Überbuchungen sind einkalkuliert
Und dann wäre da noch die Sache mit Überbuchung. Eine vierköpfige Schweizer Familie hat eine Suite gebucht, landet aber in einem viel zu kleinen Doppelzimmer.
Ein schwerbehinderter Mann muss stundenlang auf sein Zimmer und eine dringend benötigte Waschgelegenheit warten.
Laut Wallraff sind ähnliche Situationen einkalkuliert. Die Veranstalter haben lieber überbuchte Anlagen, als leerstehende Zimmer wegen kurzfristiger Absagen. Aus betriebswirtschaftlicher Sicht mag das Sinn ergeben, für die betroffenen Urlauber ist es eine Katastrophe.

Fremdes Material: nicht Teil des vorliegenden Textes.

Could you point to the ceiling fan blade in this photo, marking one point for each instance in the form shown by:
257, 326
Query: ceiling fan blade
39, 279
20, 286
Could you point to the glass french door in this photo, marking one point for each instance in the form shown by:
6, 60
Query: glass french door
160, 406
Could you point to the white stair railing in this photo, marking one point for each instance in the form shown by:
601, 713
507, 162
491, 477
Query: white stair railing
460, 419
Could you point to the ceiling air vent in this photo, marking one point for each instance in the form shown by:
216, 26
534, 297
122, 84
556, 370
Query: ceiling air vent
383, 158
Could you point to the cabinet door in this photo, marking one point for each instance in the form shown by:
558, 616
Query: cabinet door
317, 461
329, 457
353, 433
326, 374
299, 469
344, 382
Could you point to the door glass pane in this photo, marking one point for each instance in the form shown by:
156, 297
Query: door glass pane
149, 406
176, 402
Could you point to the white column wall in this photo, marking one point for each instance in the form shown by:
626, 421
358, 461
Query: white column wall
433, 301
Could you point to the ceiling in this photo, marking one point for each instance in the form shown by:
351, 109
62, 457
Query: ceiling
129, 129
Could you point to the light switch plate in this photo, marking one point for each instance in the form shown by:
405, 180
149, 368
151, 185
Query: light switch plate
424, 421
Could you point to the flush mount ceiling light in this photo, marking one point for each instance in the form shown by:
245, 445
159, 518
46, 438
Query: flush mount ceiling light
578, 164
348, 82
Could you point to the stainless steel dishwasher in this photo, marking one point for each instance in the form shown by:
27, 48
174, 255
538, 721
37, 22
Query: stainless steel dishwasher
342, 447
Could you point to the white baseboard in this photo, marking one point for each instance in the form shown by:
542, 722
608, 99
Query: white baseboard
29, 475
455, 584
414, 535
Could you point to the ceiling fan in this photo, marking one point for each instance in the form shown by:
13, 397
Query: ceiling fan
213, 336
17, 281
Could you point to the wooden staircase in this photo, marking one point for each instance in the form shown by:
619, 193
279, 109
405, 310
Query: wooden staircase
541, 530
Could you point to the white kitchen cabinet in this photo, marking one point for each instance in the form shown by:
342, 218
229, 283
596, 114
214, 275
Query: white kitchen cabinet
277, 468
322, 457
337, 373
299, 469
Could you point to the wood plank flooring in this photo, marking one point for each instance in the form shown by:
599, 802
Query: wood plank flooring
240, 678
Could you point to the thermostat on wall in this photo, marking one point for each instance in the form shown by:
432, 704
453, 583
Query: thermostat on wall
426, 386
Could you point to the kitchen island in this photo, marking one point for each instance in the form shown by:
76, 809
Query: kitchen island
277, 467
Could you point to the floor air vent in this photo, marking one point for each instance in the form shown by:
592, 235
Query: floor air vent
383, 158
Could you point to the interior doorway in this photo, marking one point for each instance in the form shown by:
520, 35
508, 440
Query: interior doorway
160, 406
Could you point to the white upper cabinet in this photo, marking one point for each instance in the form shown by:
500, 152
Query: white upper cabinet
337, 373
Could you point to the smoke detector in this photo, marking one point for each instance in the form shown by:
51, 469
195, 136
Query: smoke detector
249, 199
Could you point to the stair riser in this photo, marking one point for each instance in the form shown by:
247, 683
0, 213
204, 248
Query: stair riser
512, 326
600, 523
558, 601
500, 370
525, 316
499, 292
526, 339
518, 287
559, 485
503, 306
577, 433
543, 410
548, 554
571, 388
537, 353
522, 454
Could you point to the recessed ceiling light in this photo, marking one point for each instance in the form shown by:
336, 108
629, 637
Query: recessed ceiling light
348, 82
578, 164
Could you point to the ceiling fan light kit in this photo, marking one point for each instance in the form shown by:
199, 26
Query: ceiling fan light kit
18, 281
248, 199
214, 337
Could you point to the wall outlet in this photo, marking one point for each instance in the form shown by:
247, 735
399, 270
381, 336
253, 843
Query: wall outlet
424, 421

Als Entschädigung wird in solchen Fällen meistens eine kleine Summe angeboten. Oder eine Sachleistung wie eine Massage oder ein Gratisausflug. Verbunden oft mit einer schnellen Unterschrift, die sich später als Unterlassungserklärung herausstellt. Es soll verhindert werden, dass die Touristen nach ihrer Rückkehr vor einem deutschen Gericht klagen, wie ein heimlich gefilmter Hotelmanager erzählt.
Immerhin ergeht es den Reiseleitern auch nicht besser. Ein Einstiegsgehalt von 750 Euro wird der verdeckten Reporterin von einem grossen deutschen Reiseveranstalter angeboten. Aufbessern kann sie sich ihr schmales Gehalt, indem sie Touristen Ausflüge andreht, für die diese zusätzlich Geld bezahlen müssen.
Unzufriedene Kunden zu beschwichtigen und kleinzuhalten scheint eine der Hauptaufgaben der Reiseleiter zu sein, Fehler oder Mängel dürfen natürlich niemals eingeräumt werden. Schliesslich könnten die Touristen ja klagen und einen Teil des investierten Urlaubsgeldes zurückfordern.
Interessant, aber wenig überraschend
Wirklich überraschend waren diese Erkenntnisse nicht. Genauso wenig kann nachvollzogen werden, wie repräsentativ der vom "Team Wallraff" gezeigte All-Inclusive-Horror tatsächlich ist, sicherlich gibt es auch viele seriöse Angebote.
Interessant war der Blick hinter die Kulissen der Urlaubsindustrie aber allemal. Wer seinen Sommerurlaub noch nicht gebucht hat und über eine All-Inclusive-Reise nachdenkt, dürfte am Montagabend ins Grübeln gekommen sein.